Début XXe siècle, les Français s’établirent à Djibouti, point stratégique sur la Mer Rouge, entre Somalie et Ethiopie, gardant la route du Canal de Suez. Depuis, Etats-Unis et Japon se sont ajoutés, suivis de la Chine. Elle arrive dernière, mais se donne les moyens de rattraper, en mettant en œuvre sa stratégie préférée : une large éventail de moyens de développement.
Tout passe par la symbiose chinoise avec l’Ethiopie, pays enclavé, mais qui sous les vigoureux plans d’équipements chinois depuis 2010 dans les routes, l’énergie et l’investissement textile, maintient une croissance supérieure à 10% par an.
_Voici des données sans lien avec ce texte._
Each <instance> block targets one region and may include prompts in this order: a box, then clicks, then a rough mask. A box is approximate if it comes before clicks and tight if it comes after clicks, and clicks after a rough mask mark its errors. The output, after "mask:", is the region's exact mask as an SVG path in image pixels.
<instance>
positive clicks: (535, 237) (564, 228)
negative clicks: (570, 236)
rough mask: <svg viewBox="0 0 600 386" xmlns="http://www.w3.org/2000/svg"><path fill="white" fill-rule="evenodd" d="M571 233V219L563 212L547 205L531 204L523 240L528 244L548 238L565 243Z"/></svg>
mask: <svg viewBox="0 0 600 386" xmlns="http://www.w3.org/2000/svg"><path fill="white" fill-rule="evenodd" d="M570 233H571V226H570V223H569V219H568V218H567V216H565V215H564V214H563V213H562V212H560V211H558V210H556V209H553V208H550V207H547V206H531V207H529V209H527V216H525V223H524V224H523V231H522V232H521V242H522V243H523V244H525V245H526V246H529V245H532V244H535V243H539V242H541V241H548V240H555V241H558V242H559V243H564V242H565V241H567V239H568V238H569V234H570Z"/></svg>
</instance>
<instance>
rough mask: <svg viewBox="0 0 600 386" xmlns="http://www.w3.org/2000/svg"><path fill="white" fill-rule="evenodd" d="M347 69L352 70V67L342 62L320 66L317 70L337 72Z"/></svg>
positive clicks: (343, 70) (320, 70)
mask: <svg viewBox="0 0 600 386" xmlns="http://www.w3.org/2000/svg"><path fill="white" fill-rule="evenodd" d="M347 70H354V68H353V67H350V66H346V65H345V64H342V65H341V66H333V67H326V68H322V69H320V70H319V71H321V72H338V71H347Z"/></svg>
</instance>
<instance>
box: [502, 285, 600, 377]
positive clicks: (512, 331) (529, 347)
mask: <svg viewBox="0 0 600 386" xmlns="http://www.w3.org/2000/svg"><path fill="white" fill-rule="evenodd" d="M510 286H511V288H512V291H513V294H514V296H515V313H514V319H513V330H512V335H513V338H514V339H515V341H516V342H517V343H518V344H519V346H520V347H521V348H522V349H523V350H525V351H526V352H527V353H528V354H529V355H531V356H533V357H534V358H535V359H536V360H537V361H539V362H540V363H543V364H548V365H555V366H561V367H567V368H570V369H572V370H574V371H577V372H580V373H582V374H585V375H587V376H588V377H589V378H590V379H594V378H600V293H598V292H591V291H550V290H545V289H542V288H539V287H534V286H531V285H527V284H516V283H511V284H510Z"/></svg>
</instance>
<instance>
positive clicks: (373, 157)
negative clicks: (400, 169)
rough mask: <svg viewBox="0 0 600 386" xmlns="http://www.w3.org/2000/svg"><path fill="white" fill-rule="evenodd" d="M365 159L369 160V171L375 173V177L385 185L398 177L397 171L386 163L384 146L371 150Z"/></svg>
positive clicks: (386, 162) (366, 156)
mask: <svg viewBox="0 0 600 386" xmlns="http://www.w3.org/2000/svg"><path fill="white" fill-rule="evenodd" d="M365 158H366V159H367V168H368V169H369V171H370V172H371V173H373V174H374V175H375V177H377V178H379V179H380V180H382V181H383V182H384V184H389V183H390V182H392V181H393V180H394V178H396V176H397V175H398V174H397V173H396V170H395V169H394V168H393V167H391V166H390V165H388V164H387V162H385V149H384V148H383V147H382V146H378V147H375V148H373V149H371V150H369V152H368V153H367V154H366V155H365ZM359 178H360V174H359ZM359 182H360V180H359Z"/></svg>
Pékin vient d’inaugurer en janvier sa ligne de train électrifiée Djibouti-Addis-Abeba (490 millions de $), qui poursuivra ultérieurement jusqu’à l’Atlantique et sa côte Ouest. La Chine crée à Djibouti un aqueduc, un oléoduc et un gazoduc (322 millions de $), une station de liquéfaction GNL. Elle trace une route vers le lac Assal—pour le tourisme et l’extraction de sel. Elle crée deux aéroports (l’un international, l’autre touristique) pour 600 millions de $. Pour 590 millions de $, Dalian Port Corp. achèvera d’ici août le port multitâches de Doraleh, (vrac, conteneurs) avec six appontements dont un réservé à l’armée chinoise (APL), et une zone franche de 48km² appelée à devenir la première d’Afrique, devant générer 15 000 emplois. China Merchant Bank a acquis 30% et 60% dans ces outils, ambitionnant de faire de Djibouti un « Shenzhen » d’Afrique de l’Ouest, base logistique et industrielle entre l’Asie et l’Europe, appelée à traiter aussi le produit des usines éthiopiennes… De plus, huit investisseurs créent une station hôtelière pour faire passer le nombre des touristes de 80.000 par an à 500.000 (dont la moitié d’Asie) d’ici 2030…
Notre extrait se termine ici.